The deal chatter is real — sort of
IMAX is reportedly reaching out to entertainment companies about a potential sale, according to The Wall Street Journal. Translation: the company isn’t on the auction block with a neon sign over it, but it is apparently taking a few calls and seeing who bites.
The stock liked the gossip anyway, jumping in after-hours trading. And honestly, can you blame it?
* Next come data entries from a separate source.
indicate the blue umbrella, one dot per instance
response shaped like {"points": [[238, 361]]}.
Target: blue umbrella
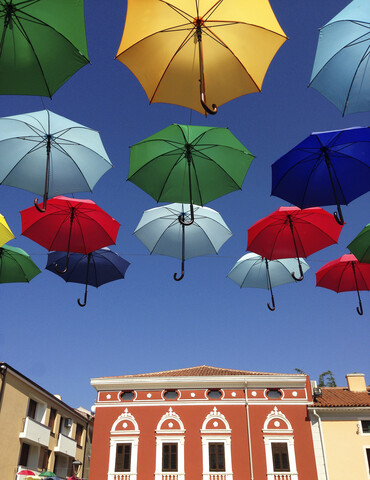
{"points": [[50, 155], [163, 232], [327, 168], [95, 268], [341, 69], [254, 271]]}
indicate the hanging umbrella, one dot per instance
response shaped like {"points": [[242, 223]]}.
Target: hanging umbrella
{"points": [[341, 70], [203, 51], [50, 155], [327, 168], [189, 164], [162, 232], [291, 232], [96, 268], [5, 233], [70, 225], [254, 271], [345, 274], [42, 45], [360, 246], [16, 266]]}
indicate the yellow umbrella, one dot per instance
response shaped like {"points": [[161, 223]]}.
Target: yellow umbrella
{"points": [[188, 52], [5, 233]]}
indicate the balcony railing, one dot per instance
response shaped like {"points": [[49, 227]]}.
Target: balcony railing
{"points": [[35, 432], [66, 445]]}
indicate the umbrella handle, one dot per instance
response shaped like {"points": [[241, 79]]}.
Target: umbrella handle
{"points": [[339, 216], [211, 111], [36, 202], [65, 267], [273, 304]]}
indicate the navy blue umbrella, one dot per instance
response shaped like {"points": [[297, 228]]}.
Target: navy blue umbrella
{"points": [[95, 268], [327, 168]]}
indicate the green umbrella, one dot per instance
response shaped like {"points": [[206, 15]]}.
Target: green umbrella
{"points": [[42, 44], [360, 245], [16, 265], [189, 164]]}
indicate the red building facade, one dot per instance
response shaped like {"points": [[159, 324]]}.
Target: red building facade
{"points": [[203, 423]]}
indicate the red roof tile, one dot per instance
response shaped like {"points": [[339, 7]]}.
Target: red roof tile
{"points": [[342, 397], [200, 371]]}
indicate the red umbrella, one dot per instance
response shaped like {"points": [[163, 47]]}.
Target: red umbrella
{"points": [[293, 232], [70, 225], [345, 274]]}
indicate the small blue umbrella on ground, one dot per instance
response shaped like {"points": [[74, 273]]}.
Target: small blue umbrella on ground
{"points": [[254, 271], [327, 168], [163, 232], [341, 70], [96, 268]]}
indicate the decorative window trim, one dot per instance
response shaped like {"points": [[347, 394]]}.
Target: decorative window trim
{"points": [[130, 418], [160, 440], [278, 415], [215, 415], [289, 440], [226, 440], [134, 441], [170, 415]]}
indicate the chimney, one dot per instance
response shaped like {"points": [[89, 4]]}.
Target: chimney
{"points": [[356, 382]]}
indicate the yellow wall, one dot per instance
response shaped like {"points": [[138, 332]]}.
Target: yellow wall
{"points": [[344, 447]]}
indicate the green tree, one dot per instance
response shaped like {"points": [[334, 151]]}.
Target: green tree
{"points": [[327, 379]]}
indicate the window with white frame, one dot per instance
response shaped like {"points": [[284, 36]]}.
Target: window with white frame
{"points": [[170, 441], [216, 446], [124, 443]]}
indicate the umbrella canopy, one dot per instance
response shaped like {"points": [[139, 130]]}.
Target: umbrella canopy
{"points": [[327, 168], [70, 225], [345, 274], [360, 246], [42, 45], [162, 233], [204, 51], [16, 266], [5, 233], [50, 155], [291, 232], [189, 164], [341, 69], [95, 268], [254, 271]]}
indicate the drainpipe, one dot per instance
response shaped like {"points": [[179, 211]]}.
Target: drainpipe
{"points": [[322, 443], [3, 371], [249, 432]]}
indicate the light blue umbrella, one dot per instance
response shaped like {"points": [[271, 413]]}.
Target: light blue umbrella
{"points": [[50, 155], [341, 70], [162, 233], [254, 271]]}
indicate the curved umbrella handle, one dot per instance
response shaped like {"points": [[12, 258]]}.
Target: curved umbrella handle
{"points": [[65, 267], [339, 216], [273, 304], [41, 210], [211, 111], [85, 299]]}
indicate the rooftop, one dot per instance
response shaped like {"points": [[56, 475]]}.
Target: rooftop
{"points": [[342, 397], [199, 371]]}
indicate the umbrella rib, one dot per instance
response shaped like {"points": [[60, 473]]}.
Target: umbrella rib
{"points": [[354, 76], [333, 56]]}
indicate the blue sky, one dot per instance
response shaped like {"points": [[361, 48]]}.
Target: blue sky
{"points": [[148, 322]]}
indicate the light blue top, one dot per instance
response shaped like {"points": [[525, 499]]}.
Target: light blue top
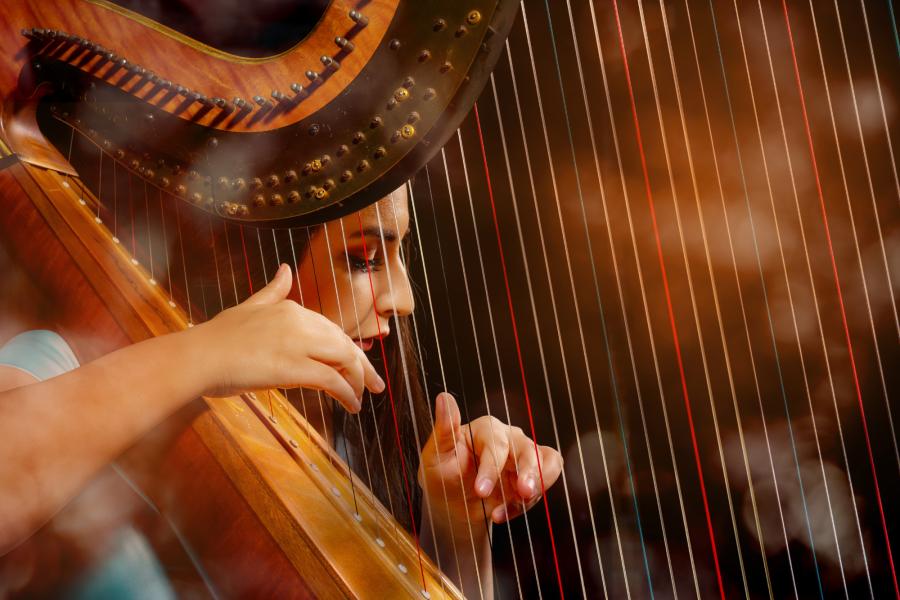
{"points": [[130, 569], [40, 353]]}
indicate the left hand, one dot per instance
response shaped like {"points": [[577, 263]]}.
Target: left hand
{"points": [[485, 460]]}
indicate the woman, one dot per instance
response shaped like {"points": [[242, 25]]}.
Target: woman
{"points": [[272, 341]]}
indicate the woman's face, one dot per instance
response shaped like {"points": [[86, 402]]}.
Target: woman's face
{"points": [[353, 272]]}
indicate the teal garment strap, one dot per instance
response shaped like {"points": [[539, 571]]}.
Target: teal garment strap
{"points": [[40, 353]]}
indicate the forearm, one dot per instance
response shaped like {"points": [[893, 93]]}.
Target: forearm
{"points": [[463, 552], [55, 435]]}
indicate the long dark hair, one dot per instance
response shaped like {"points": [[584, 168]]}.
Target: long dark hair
{"points": [[367, 442]]}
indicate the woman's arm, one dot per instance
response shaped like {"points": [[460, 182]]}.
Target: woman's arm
{"points": [[56, 434]]}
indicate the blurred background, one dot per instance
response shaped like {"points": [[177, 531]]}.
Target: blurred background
{"points": [[697, 206]]}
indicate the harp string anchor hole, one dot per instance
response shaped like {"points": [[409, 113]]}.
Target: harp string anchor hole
{"points": [[344, 44], [358, 18]]}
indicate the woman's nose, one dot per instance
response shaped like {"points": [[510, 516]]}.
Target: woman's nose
{"points": [[396, 293]]}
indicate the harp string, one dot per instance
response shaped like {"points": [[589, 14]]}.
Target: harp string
{"points": [[645, 306], [602, 313], [394, 415], [696, 317], [343, 328], [786, 276], [212, 239], [149, 232], [887, 128], [362, 436], [415, 219], [162, 219], [527, 400], [837, 282], [489, 312], [315, 272], [771, 327], [850, 211], [419, 444], [714, 285]]}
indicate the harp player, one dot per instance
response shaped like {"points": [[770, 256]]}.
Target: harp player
{"points": [[269, 340]]}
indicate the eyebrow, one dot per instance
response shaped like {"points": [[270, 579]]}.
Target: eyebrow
{"points": [[389, 235]]}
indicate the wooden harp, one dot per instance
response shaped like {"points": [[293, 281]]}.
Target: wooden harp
{"points": [[264, 503], [668, 227]]}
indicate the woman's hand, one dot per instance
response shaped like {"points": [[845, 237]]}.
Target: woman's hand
{"points": [[268, 341], [485, 460]]}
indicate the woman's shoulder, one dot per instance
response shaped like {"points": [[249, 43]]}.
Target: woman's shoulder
{"points": [[40, 352]]}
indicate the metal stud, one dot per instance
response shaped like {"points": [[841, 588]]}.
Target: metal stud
{"points": [[359, 18], [344, 44]]}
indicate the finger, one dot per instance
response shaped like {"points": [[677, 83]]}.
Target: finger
{"points": [[447, 422], [492, 449], [508, 511], [355, 376], [324, 377], [372, 379], [528, 481], [276, 290]]}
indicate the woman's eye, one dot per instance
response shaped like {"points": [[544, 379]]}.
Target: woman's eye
{"points": [[363, 264]]}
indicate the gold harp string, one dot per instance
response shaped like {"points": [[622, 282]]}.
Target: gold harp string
{"points": [[418, 234], [744, 319], [865, 156], [714, 285], [409, 392], [503, 390], [787, 282], [403, 466], [837, 282], [370, 401]]}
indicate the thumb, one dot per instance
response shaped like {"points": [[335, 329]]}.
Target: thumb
{"points": [[276, 290], [447, 422]]}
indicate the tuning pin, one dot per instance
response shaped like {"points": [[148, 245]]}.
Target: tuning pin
{"points": [[359, 18], [344, 44]]}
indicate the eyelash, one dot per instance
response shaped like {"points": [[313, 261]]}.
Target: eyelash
{"points": [[363, 265]]}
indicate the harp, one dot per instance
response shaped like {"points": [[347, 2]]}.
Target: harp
{"points": [[321, 148], [663, 239]]}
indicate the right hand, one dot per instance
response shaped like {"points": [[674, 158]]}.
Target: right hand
{"points": [[268, 341]]}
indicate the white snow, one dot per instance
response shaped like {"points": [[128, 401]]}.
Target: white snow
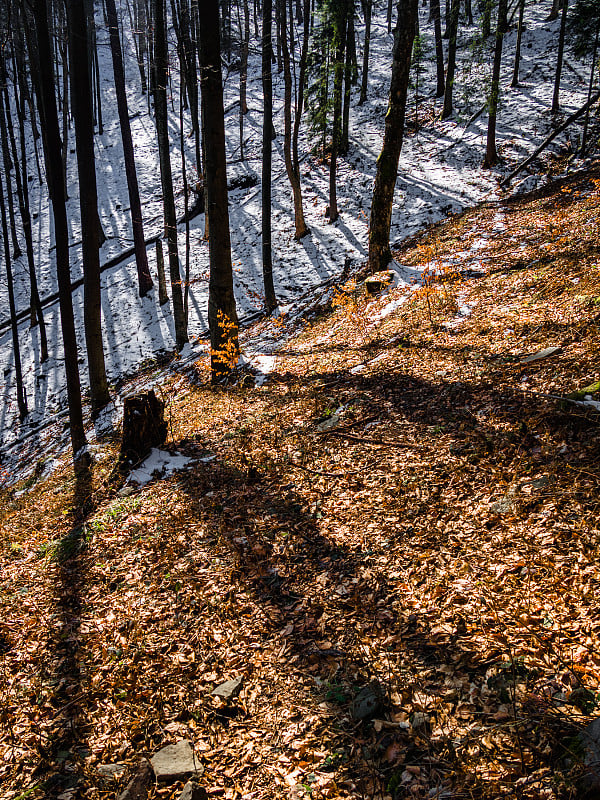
{"points": [[159, 464], [440, 172]]}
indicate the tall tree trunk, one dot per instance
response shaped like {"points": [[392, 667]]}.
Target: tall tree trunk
{"points": [[8, 166], [244, 76], [491, 155], [36, 313], [439, 47], [590, 88], [340, 30], [515, 80], [290, 166], [364, 83], [387, 163], [559, 57], [554, 11], [348, 71], [141, 257], [21, 397], [88, 200], [166, 178], [56, 188], [453, 32], [267, 136], [222, 315]]}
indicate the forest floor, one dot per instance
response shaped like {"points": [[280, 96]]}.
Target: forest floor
{"points": [[403, 508]]}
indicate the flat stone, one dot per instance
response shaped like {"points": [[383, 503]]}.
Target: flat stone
{"points": [[193, 791], [111, 771], [368, 701], [590, 742], [228, 690], [175, 762], [549, 351], [379, 281]]}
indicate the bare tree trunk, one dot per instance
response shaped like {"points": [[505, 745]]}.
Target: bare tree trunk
{"points": [[21, 397], [244, 76], [559, 57], [56, 188], [590, 88], [222, 315], [387, 163], [340, 26], [515, 80], [439, 48], [364, 83], [88, 201], [162, 131], [453, 31], [292, 172], [36, 313], [348, 70], [267, 252], [491, 155], [141, 257]]}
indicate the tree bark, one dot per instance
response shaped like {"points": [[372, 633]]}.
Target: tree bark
{"points": [[162, 131], [559, 58], [364, 83], [515, 79], [453, 32], [88, 201], [21, 397], [340, 30], [222, 314], [291, 167], [56, 188], [491, 155], [35, 305], [267, 137], [141, 257], [439, 48], [387, 163]]}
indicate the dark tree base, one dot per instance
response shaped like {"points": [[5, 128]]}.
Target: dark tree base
{"points": [[144, 427]]}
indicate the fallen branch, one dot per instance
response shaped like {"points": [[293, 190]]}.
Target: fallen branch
{"points": [[549, 139]]}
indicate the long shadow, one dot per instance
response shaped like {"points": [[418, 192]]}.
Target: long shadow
{"points": [[61, 766]]}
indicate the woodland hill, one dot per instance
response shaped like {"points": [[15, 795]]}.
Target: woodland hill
{"points": [[406, 504]]}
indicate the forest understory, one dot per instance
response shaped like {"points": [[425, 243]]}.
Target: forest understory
{"points": [[403, 513]]}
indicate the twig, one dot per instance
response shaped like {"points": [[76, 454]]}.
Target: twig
{"points": [[379, 442]]}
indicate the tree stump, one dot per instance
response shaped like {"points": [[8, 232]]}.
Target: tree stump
{"points": [[144, 427]]}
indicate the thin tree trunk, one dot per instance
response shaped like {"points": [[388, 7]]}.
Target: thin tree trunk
{"points": [[244, 76], [56, 188], [439, 47], [292, 172], [515, 80], [141, 257], [387, 163], [559, 57], [88, 201], [267, 136], [364, 83], [162, 131], [590, 88], [350, 46], [222, 315], [340, 33], [21, 397], [491, 155], [453, 31], [36, 313]]}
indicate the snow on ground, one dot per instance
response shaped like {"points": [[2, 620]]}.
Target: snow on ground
{"points": [[440, 173]]}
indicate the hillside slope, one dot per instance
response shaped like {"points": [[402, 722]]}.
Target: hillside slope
{"points": [[403, 504]]}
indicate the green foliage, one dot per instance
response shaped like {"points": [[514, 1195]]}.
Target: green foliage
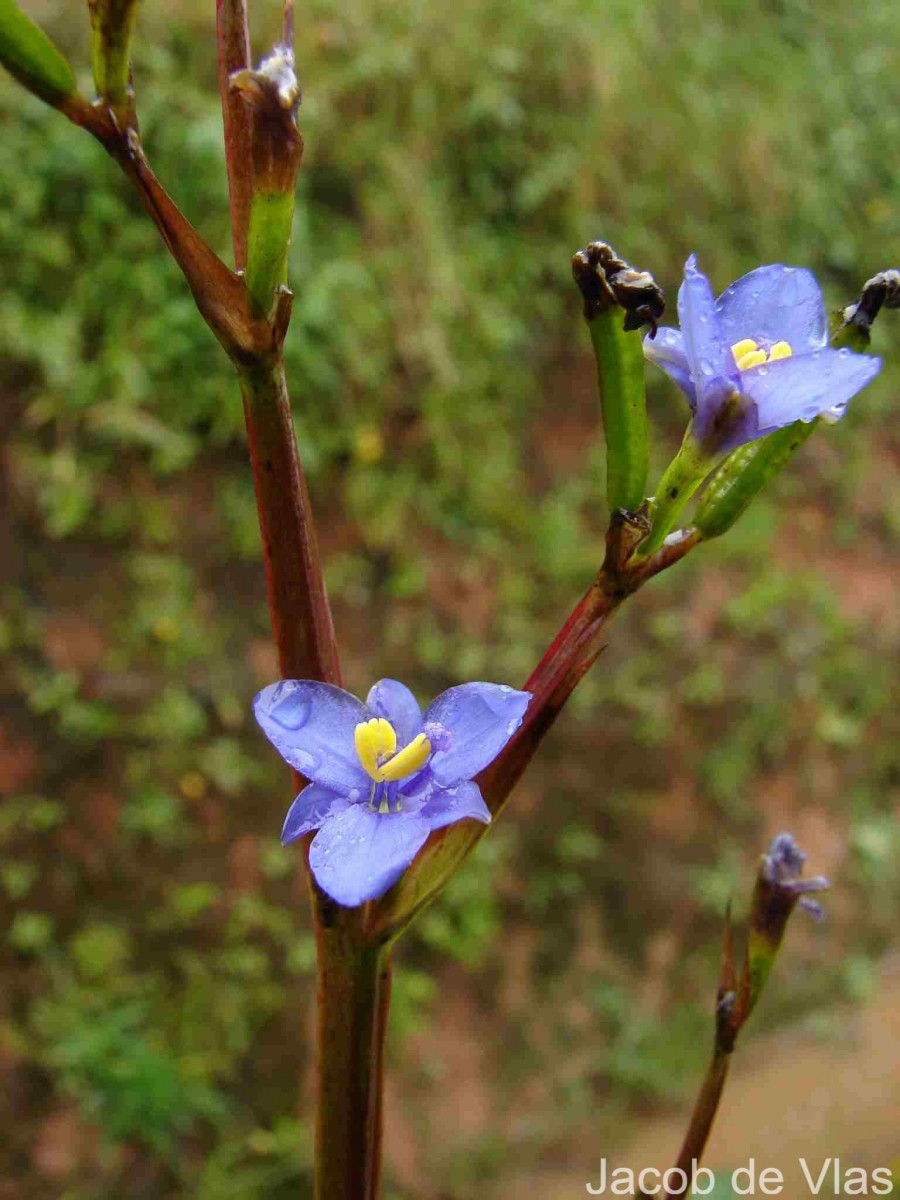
{"points": [[156, 953], [30, 55]]}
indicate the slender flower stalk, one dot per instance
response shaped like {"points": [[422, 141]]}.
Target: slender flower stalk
{"points": [[778, 891], [112, 31], [233, 36]]}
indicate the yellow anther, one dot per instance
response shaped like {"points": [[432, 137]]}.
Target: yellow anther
{"points": [[408, 760], [748, 354], [751, 359], [375, 741], [743, 347]]}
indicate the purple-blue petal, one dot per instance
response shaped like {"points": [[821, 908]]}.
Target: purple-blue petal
{"points": [[396, 703], [666, 351], [360, 853], [477, 720], [311, 810], [708, 352], [449, 804], [775, 304], [803, 387], [311, 725]]}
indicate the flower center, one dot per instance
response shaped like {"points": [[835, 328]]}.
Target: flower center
{"points": [[376, 743], [748, 353]]}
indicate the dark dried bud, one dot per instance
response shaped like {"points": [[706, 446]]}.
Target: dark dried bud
{"points": [[606, 281], [881, 292]]}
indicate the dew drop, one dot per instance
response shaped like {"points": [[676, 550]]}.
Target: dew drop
{"points": [[291, 714]]}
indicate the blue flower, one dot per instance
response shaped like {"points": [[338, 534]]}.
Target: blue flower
{"points": [[757, 358], [383, 774]]}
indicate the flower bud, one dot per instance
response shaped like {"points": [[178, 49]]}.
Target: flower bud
{"points": [[609, 286], [273, 96]]}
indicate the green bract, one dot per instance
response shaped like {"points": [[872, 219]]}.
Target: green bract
{"points": [[28, 53], [619, 370]]}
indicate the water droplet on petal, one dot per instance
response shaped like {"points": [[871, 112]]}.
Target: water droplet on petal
{"points": [[291, 714]]}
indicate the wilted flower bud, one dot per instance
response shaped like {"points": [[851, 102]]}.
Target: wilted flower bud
{"points": [[607, 286], [779, 889]]}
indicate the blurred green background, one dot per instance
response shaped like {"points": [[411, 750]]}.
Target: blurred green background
{"points": [[156, 957]]}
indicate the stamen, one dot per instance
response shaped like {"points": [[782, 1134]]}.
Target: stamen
{"points": [[748, 353], [375, 742], [408, 760], [743, 347], [751, 359]]}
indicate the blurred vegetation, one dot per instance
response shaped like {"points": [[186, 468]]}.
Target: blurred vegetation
{"points": [[157, 964]]}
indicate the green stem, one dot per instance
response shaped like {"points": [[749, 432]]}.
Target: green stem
{"points": [[353, 996], [681, 480], [619, 369]]}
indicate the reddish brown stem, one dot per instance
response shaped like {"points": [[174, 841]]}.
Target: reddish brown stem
{"points": [[300, 612], [354, 987], [564, 664], [234, 55]]}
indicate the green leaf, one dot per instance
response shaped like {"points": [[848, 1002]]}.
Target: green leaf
{"points": [[744, 474], [28, 53]]}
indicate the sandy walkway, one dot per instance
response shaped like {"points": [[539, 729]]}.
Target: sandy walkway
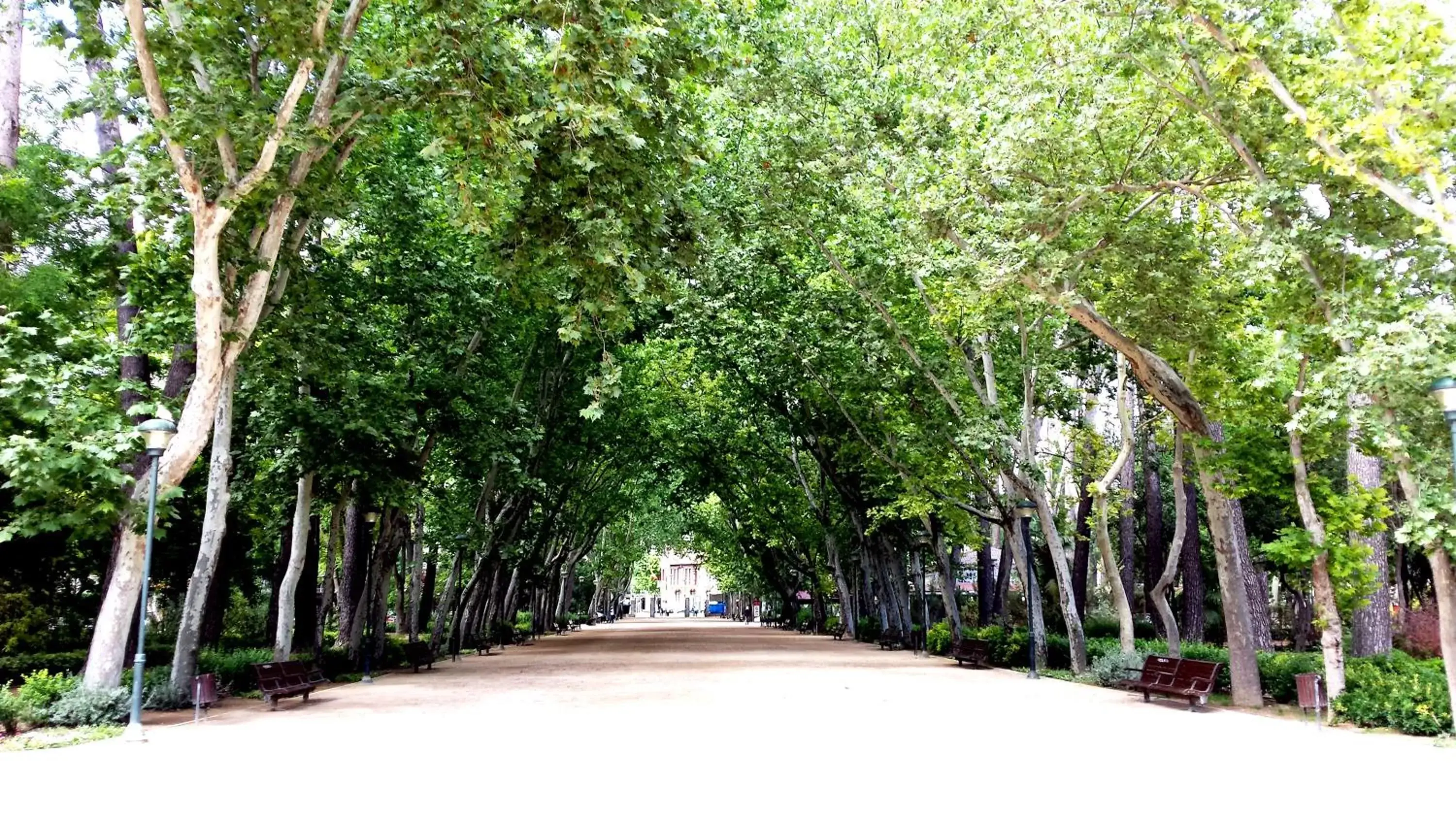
{"points": [[675, 718]]}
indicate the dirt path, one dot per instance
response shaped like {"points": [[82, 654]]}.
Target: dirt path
{"points": [[692, 718]]}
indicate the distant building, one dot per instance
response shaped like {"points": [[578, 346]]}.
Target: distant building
{"points": [[683, 585]]}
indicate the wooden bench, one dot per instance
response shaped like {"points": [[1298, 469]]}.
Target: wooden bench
{"points": [[420, 655], [1178, 678], [972, 652], [281, 680]]}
If someone starts asking what your business is worth while your numbers are getting better, the market tends to perk up like it just heard a free-food announcement.
Why buyers might care
IMAX has been piling up the kind of stats that make a sales pitch easier:
- Premium screens like IMAX made up 16% of U.S. and Canadian ticket sales through early April, up from 13% in the same stretch of 2021
- IMAX says its domestic box-office share climbed to 5.2% last year from 3.2% in 2019
- In 2025, it posted its strongest year ever, with record global box office, 166 new or upgraded theater-system signings, and 160 installations
That’s not exactly the résumé of a sleepy niche player. It’s more like “small brand, big swagger.”
The Netflix subplot
Netflix is also part of the conversation here, since it’s leaning into theatrical event releases. Its "Narnia: The Magician's Nephew" is set for an IMAX-first release in February 2027 before heading to Netflix in April. That matters because more event-style content can help IMAX keep its theaters busy beyond the usual blockbuster cycle.
Big picture: this is still just a rumor with better-than-average box-office storytelling. But when a company’s growth story gets juicier, the sale chatter usually gets louder.